Когда Томас уже потянулся к застежке лифчика, она внезапно вскинула руки, и на спине Тома остались длинные красные полосы от её ногтей – отметины, которыми она так любила украшать его тело.
Том резко дёрнул полоску ткани на её спине, разрывая её и откидывая ненужную тряпку куда подальше.
Перед его лицом оказалась её маленькая острая грудь. Скользнув руками по её телу, Том сжал по-мальчишески не обозначившуюся талию и прикусил сосок, заставив её выгнуться от боли.
Её бёдра сильнее сжали его талию, отчего воздух с шумом вылетел из его легких, сталкиваясь с её разгоряченным дыханием.
Воздух пах ромом и сексом.
Он почувствовал, как его возбужденный член через ткань брюк уткнулся во влажное и горячее, и окончательно потерял рассудок.
Он втянул её сосок и с чувством лизнул его, проводя языком по всей горошинке, терзая её зубами и губами.
Она застонала в голос, прижимая его голову к своей груди.
Вдоволь намучав одну грудь, Томас неспешно двинулся ко второй, проложив между белыми холмиками пылающую дорожку из поцелуев, и прикоснулся ко второму соску.
Её сжатый крик оборвался на половине, когда Том одной рукой отодвинул ткань трусиков, дотрагиваясь до её естества.
Он ввёл в неё два пальца, продолжая прикусывать её грудь, и она выгнулась под ним дугой и одной рукой ещё раз расчертила его спину, отчего Томас зашипел и ударил её по ляшке.
Сдавленный стон был прерван поцелуем в губы, чтобы она окончательно забыла о существовании реальности.
Его язык скользнул в её рот, прошёлся вдоль ряда зубов и сплёлся с её горячим язычком, затевая какую-то невозможно страстную игру.
Даже тут она играла.
«Что наша жизнь – игра!»
Каждый день она отталкивалась от реальности, превращая своё существование в бесконечное противостояние самой себе и миру, раунд за раундом, привнося не только в свою судьбу, но и в его, хаос, опьянение и удовольствие от каждого прошедшего мгновения.
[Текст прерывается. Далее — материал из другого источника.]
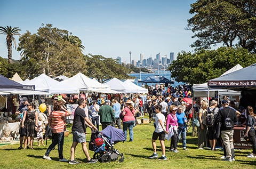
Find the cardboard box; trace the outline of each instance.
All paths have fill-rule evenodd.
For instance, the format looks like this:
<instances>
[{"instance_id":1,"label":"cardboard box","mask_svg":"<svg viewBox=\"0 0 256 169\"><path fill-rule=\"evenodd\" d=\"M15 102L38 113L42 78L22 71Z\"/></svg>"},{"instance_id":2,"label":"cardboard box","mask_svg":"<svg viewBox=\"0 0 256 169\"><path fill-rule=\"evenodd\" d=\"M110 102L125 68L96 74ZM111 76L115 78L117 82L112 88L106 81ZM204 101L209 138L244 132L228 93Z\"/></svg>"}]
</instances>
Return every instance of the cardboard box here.
<instances>
[{"instance_id":1,"label":"cardboard box","mask_svg":"<svg viewBox=\"0 0 256 169\"><path fill-rule=\"evenodd\" d=\"M141 119L142 123L149 123L149 119L148 118L142 118Z\"/></svg>"},{"instance_id":2,"label":"cardboard box","mask_svg":"<svg viewBox=\"0 0 256 169\"><path fill-rule=\"evenodd\" d=\"M137 124L141 124L141 120L139 118L136 119L136 123Z\"/></svg>"}]
</instances>

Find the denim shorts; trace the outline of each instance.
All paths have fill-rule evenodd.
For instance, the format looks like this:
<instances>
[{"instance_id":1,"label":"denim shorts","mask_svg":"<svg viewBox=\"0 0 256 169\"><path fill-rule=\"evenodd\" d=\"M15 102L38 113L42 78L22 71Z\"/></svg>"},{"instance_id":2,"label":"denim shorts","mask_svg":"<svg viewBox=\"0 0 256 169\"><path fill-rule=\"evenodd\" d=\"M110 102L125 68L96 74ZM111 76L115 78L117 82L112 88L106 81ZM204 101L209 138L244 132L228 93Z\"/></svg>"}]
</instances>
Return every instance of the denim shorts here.
<instances>
[{"instance_id":1,"label":"denim shorts","mask_svg":"<svg viewBox=\"0 0 256 169\"><path fill-rule=\"evenodd\" d=\"M73 134L73 142L78 142L81 143L86 141L85 133L81 133L76 131L73 131L72 133Z\"/></svg>"}]
</instances>

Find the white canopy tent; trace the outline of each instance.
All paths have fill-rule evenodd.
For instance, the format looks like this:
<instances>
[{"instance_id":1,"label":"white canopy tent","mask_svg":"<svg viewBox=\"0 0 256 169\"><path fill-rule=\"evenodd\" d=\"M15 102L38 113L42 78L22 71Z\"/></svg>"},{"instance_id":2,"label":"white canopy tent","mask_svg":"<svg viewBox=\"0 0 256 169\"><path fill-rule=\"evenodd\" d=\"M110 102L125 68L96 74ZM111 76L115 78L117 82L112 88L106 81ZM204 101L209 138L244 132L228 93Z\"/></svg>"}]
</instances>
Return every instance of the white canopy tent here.
<instances>
[{"instance_id":1,"label":"white canopy tent","mask_svg":"<svg viewBox=\"0 0 256 169\"><path fill-rule=\"evenodd\" d=\"M240 70L243 68L239 64L235 66L234 67L228 70L220 76L230 74L232 72ZM240 92L236 92L230 90L225 90L220 88L208 88L207 83L201 84L194 84L193 85L193 94L194 96L197 97L214 97L215 96L215 92L218 92L219 95L240 95Z\"/></svg>"},{"instance_id":2,"label":"white canopy tent","mask_svg":"<svg viewBox=\"0 0 256 169\"><path fill-rule=\"evenodd\" d=\"M127 85L116 78L105 83L111 86L111 89L121 93L137 93L138 89L130 85Z\"/></svg>"},{"instance_id":3,"label":"white canopy tent","mask_svg":"<svg viewBox=\"0 0 256 169\"><path fill-rule=\"evenodd\" d=\"M34 85L37 91L45 92L48 94L79 93L78 88L61 83L44 74L22 84ZM38 92L35 94L42 94Z\"/></svg>"},{"instance_id":4,"label":"white canopy tent","mask_svg":"<svg viewBox=\"0 0 256 169\"><path fill-rule=\"evenodd\" d=\"M60 83L76 87L81 91L105 93L118 93L111 90L110 86L94 81L81 73Z\"/></svg>"},{"instance_id":5,"label":"white canopy tent","mask_svg":"<svg viewBox=\"0 0 256 169\"><path fill-rule=\"evenodd\" d=\"M147 88L143 88L140 86L139 86L132 82L130 80L127 79L124 82L124 83L130 85L131 86L134 87L135 88L138 90L138 93L148 93L148 90Z\"/></svg>"}]
</instances>

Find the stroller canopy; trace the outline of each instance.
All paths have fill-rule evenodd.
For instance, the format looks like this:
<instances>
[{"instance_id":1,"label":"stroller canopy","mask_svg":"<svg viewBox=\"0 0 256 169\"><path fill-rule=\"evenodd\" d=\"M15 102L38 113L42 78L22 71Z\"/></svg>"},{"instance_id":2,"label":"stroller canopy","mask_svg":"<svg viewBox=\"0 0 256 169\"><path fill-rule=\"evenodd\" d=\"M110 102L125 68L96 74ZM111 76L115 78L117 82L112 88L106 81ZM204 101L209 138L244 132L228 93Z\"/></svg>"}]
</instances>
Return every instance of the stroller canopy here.
<instances>
[{"instance_id":1,"label":"stroller canopy","mask_svg":"<svg viewBox=\"0 0 256 169\"><path fill-rule=\"evenodd\" d=\"M125 141L125 135L123 130L108 126L101 131L103 135L109 138L110 143L114 142L114 144L119 142Z\"/></svg>"}]
</instances>

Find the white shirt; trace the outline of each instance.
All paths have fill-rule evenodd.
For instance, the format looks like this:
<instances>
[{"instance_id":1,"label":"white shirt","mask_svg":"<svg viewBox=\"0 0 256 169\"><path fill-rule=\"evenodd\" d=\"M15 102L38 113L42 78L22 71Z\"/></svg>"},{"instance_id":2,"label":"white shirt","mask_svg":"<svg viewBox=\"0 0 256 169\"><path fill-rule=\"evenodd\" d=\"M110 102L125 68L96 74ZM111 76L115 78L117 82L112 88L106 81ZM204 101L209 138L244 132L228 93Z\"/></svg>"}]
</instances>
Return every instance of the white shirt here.
<instances>
[{"instance_id":1,"label":"white shirt","mask_svg":"<svg viewBox=\"0 0 256 169\"><path fill-rule=\"evenodd\" d=\"M163 122L163 124L164 125L165 123L165 117L162 113L157 113L156 115L156 128L155 128L155 132L156 133L161 133L164 131L164 129L162 127L159 120L161 119Z\"/></svg>"},{"instance_id":2,"label":"white shirt","mask_svg":"<svg viewBox=\"0 0 256 169\"><path fill-rule=\"evenodd\" d=\"M159 104L162 106L161 111L163 112L167 112L166 107L168 107L168 104L167 104L167 103L164 101L163 101L162 102L161 102Z\"/></svg>"}]
</instances>

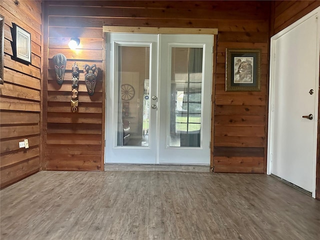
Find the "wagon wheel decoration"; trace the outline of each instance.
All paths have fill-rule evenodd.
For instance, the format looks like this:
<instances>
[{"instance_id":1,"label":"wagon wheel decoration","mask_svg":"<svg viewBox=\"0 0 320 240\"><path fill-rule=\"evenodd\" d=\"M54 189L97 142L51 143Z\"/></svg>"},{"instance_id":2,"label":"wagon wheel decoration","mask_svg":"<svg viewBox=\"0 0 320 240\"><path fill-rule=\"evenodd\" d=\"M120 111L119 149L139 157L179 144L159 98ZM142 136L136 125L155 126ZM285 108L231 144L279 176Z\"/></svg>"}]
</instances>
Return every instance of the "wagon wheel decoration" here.
<instances>
[{"instance_id":1,"label":"wagon wheel decoration","mask_svg":"<svg viewBox=\"0 0 320 240\"><path fill-rule=\"evenodd\" d=\"M130 84L122 84L121 86L121 99L124 101L130 101L134 96L136 91Z\"/></svg>"}]
</instances>

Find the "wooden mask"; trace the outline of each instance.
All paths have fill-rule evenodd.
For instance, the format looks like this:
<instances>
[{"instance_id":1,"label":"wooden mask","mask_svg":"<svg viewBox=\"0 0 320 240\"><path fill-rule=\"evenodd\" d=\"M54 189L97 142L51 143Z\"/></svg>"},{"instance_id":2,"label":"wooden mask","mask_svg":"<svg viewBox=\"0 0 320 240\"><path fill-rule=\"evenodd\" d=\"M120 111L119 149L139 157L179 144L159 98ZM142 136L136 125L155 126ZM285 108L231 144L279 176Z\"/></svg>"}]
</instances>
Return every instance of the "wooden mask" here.
<instances>
[{"instance_id":1,"label":"wooden mask","mask_svg":"<svg viewBox=\"0 0 320 240\"><path fill-rule=\"evenodd\" d=\"M78 88L78 84L79 82L79 68L78 65L74 62L72 66L72 78L71 80L72 81L72 89L77 88Z\"/></svg>"},{"instance_id":2,"label":"wooden mask","mask_svg":"<svg viewBox=\"0 0 320 240\"><path fill-rule=\"evenodd\" d=\"M92 96L94 93L94 88L96 82L96 76L98 71L96 66L94 64L91 67L88 64L84 65L84 82L86 86L88 94Z\"/></svg>"},{"instance_id":3,"label":"wooden mask","mask_svg":"<svg viewBox=\"0 0 320 240\"><path fill-rule=\"evenodd\" d=\"M54 56L52 59L54 64L56 82L59 85L62 85L64 77L66 58L62 54L58 54Z\"/></svg>"}]
</instances>

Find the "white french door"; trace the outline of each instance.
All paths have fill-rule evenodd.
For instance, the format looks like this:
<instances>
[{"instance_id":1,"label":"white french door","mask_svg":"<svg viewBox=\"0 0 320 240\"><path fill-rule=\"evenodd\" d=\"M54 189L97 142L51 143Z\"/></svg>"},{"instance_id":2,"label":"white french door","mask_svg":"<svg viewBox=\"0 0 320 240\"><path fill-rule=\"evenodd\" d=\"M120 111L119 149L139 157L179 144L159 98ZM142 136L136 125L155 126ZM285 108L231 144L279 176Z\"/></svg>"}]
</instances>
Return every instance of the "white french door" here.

В такие моменты Том боялся её, потому что ярко-голубые глаза смотрели с вызовом, обещая, что простой победы не будет.
Её длинные пальцы быстро расстегнули ремень на брюках и стянули их, оставляя Тома в одних боксерах, так что явно становилось видно, насколько он возбуждён.
Но он не проиграет. Не в этот раз. Прости, крошка.
Он одной рукой перехватил её запястья, сведя её руки над головой и сжимая тонкие кости. Он знал, что останутся синяки. И пусть.
Она вырывалась и брыкалась, пыталась укусить его, но Том был сильнее.
Он прижался к её губам страстным поцелуем, сметая остатки её сопротивления под натиском своего желания.
Её трусики отправились в свободный полет.
Его боксеры были сняты её ступнями.
Он провёл рукой по её телу, остановившись на груди и ущипнув сосок, а потом резко отпустил её запястья, сжал талию и одним движение полностью вошёл в неё.
Его имя, криком слетевшее с её губ, услышали все соседи.
Её имя, шёпотом произнесённое Томасом, не услышала даже она.
Она призналась в поражении.
Том скрыл то, что победа за ней.
Он прижался влажным лбом к её лбу и всем телом подался ей навстречу, проникая глубже и глубже.
Она качнула бёдрами, отчего Томас глухо застонал.
Каждое движение отдавалось эхом в его голове, учащая пульс и сужая мир до её жгуче-голубых глаз.
Том последний раз вошёл в неё и с наслаждением кончил, забыв про защиту и прочие глупости.
Он перекатился с неё, одновременно обхватывая её руками и прижимая к себе.
Она не сдержалась и доброжелательно цапнула его за плечо. Том ей простил это.
Как никак, а сумасшедшие извращенки, способные терпеть его издевательства, на дороге не валяются.
Таких дур надо беречь.
Она ловко вывернулась из-под рук Томаса и прошествовала до откинутой Томом в порыве страсти недопитой бутылки мартини, добрая часть которой пролилась на ковёр, оставив темное пятно, пахнущее горьким наслаждением.
Том лениво наблюдал за её голой фигурой, абсолютно не стесняющейся своей наготы, и, когда она упала на него, обвил руками её гибкий стан, водя своим длинным пальцем по выпирающему позвоночнику и лопаткам, отчего она жмурилась и по-кошачьи изгибалась в такт его движениям.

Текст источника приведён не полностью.